Five contract red flags every physician should know


Recruiting health care workers is a challenge these days for both private practice and hospital employers, and competition can be fierce. In order to be competitive, employers need to review the package they are offering potential candidates and understand that it’s more than just compensation and benefits that matter.

When all else is equal, contract language can end up being the difference between capturing or losing a candidate.

As someone who reviews physician contracts extensively, there are some common examples of language that may cause a candidate to choose a different position.

Probationary period

Although every employer wants to find out if they like the physician or midlevel employee that they have just hired before fully committing, the inclusion of a probationary period (usually 90 days) is offensive to a candidate, especially one with a choice of contracts.

Essentially, the employer is asking the employee to (potentially) relocate, go through the credentialing process, and turn down other potential offers, all for the possibility that they could easily be terminated. Probationary periods typically allow an employee to be immediately terminated without notice or cause, which can then leave them stranded without a paycheck (and with a new home and/or other recent commitments).

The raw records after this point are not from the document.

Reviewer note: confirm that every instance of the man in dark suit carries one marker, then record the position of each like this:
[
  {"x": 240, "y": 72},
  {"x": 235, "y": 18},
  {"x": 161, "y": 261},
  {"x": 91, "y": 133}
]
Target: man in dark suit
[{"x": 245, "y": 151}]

Moreover, contracts with probationary periods tend to terminate the employee without covering any tail costs or clarifying that the employer will not enforce restrictive provisions (even if unlikely to be legally enforceable based on the short relationship).

It is important to understand that the process of a person finding a new position, which includes interviewing, contract negotiation, and credentialing, can take up to 6 months. For this reason, probationary provisions create real job insecurity for a candidate.

Entering into a new affiliation is a leap of faith both for the employer and the employee. If the circumstances do not work out, the employer should fairly compensate the employee for the notice period and ask them not to return to work or otherwise allow them to keep working the notice period while they search for a new position.

Acceleration of notice

Another objectionable provision that employers like to include in their contracts is one which allows the employer to accelerate and immediately terminate an employee who has given proper notice.

The contract will contain a standard notice provision, but when the health care professional submits notice, their last date is suddenly accelerated, and they are released without further compensation, notice, or benefits. This type of provision is particularly offensive to health care employees who take the step of giving proper contractual notice and, similar to the probationary language, can create real job insecurity for an employee who suddenly loses their paycheck and has no new job to start.

Medical workers should be paid for the entire notice period whether or not they are allowed to work. Unfortunately, this type of provision is sometimes hidden in contracts and not noticed by employees, who tend to focus on the notice provision itself. I consider this provision to be a red flag about the employer when I review clients’ contracts.